Snowflakes fell over the ponderosa pines and sandstone canyon walls as volunteer hikers, along with staff from Bandelier National Monument and the state Department of Game and Fish, loaded tautly inflated bags of cutthroat trout into backpacks and started hiking trails toward Frijoles Canyon.
"You could feel a little bit of a slosh as you were walking, but it really wasn't that bad, and fortunately, we were going downhill—that made a big difference," says Tom Chymbor, an Eldorado resident and retiree who showed up with his wife, Kathleen Burch, to volunteer to haul fish.
They'd first visited Bandelier with a hiking group, then returned to hike with a trail ranger and were impressed by rarely seen petroglyphs and eagle traps.
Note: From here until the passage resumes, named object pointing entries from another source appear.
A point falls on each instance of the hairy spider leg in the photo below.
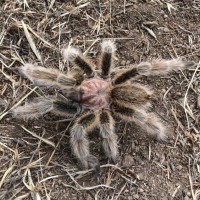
(79, 141)
(107, 132)
(149, 122)
(152, 68)
(47, 77)
(78, 59)
(135, 95)
(41, 105)
(108, 49)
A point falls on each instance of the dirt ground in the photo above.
(35, 157)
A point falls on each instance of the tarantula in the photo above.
(94, 97)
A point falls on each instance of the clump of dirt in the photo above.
(36, 161)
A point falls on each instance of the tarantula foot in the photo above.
(93, 162)
(189, 64)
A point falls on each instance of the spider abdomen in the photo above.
(95, 93)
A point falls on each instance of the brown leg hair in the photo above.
(147, 121)
(152, 68)
(78, 59)
(108, 49)
(109, 136)
(46, 77)
(41, 105)
(80, 143)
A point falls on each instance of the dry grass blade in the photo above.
(41, 138)
(21, 197)
(185, 101)
(1, 144)
(149, 31)
(6, 174)
(31, 42)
They were hooked, so when a ranger said the park could use more volunteers, they signed up.
Their first work trip was in February 2014, Chymbor recalls, shortly after Las Conchas fire damage in 2011 met heavy rains in September 2013—just some of the fires and floods that reshaped the national monument in recent years. The cubic feet per second of water in a creek that usually runs at 10 registered at 9,000. Trails were washed out or buried under logjams of 250-year-old pine trees. On their first day as volunteers, he says, they collected emptied sandbags scattered by the floodwaters.
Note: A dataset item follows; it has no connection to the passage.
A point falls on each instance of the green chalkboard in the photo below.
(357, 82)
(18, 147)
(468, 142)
"We didn't count them all, but we estimated we must have gathered 1,500 of these used sandbags," he says. "As we started out, they were just these white dots all the way down the canyon."
That led to working on trail re-routing, tree clearing and building a rock wall to shore up a section of trail. This fall, they attended a dinner for volunteers that included a talk by Scott McFarland, natural resource program manager at Bandelier, about various projects underway in the park, including banding birds, monitoring water temperatures, installing audio recorders to capture the sounds of the wilderness, planting cottonwood and ponderosa seedlings, and constructing beaver dams in hopes of soon housing relocated beavers. Wetlands left from beaver dams may have helped some trees on the canyon floor survive when Las Conchas roared through the surrounding forest. Beavers' historic presence also makes a case for reintroducing them.
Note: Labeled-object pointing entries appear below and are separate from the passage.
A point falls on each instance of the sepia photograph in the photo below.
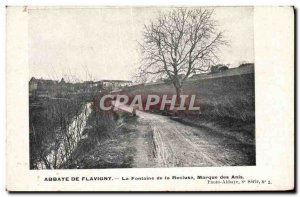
(127, 98)
(141, 87)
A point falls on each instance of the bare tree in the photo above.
(180, 43)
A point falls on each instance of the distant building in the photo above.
(115, 84)
(42, 86)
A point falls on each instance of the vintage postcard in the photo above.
(150, 98)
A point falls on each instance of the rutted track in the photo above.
(176, 144)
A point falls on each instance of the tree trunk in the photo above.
(178, 93)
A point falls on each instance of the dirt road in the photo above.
(174, 144)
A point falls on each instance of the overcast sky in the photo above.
(100, 43)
The series of floods hasn't just obliterated trails; they've filled streams with silt and sediment that killed fish.
"We ended up with basically a fish-less stream," says McFarland. Native Rio Grande cutthroat trout are often out-competed by non-native species, so the emptied Frijoles offered a chance to reset. He's also been measuring stream temperatures and water levels to make sure the habitat is ready for trout to return.
Reintroducing cutthroat increases resiliency for the statewide population of a fish that predominantly lives in places poised to see a catastrophic wildfire. The effort also can add recreational opportunities for anglers, and it ripples up and down the food chain, affecting insect populations and local birds like osprey. Also, McFarland says, "They're a native species that belongs in this environment."
McFarland and Game and Fish staff captured wild cutthroat trout on Tuesday, Oct. 30, at a river near El Rito using a pulse of electricity to stun the fish, then scooped them up and loaded them into a truck with a tank in the bed. The next morning, after counting 306 cutthroat and measuring the fish—a few as long as 8 or 9 inches—wildlife staff poured a couple gallons of water into plastic bags and pumped air into the bags to give fish oxygen for the journey. Then volunteers slipped the bags into their backpacks and hiked about a mile and a half down trails to the Rio de los Frijoles. The snowfall tapered off as they hiked, but clouds and fog hovered like a lid on the canyon.
Once at the creek, Chymbor says, he opened his bag to let some stream water into it, then eased the fish out into the current. Some people paused to cup one of the finger-thick fish in their hands before releasing it into the water.
"It was almost a little unfortunate, because with the amount of water in the bag and then when you added the stream water, you really didn't see it happen. They were so fast," he says. Still, he adds, "To watch that first fish go into the creek, it's like, wow, it felt like such a success. And doing your own little bag, you didn't want to just dump them in and run away. You wanted to linger."
He's hoping to come along for the next project as well: When someone reports a nuisance beaver, that'll give the state a chance to relocate it to Bandelier. Chymbor has asked what that haul would be like—probably not a bag in a backpack—and, he says, "We were all discussing how much they might weigh."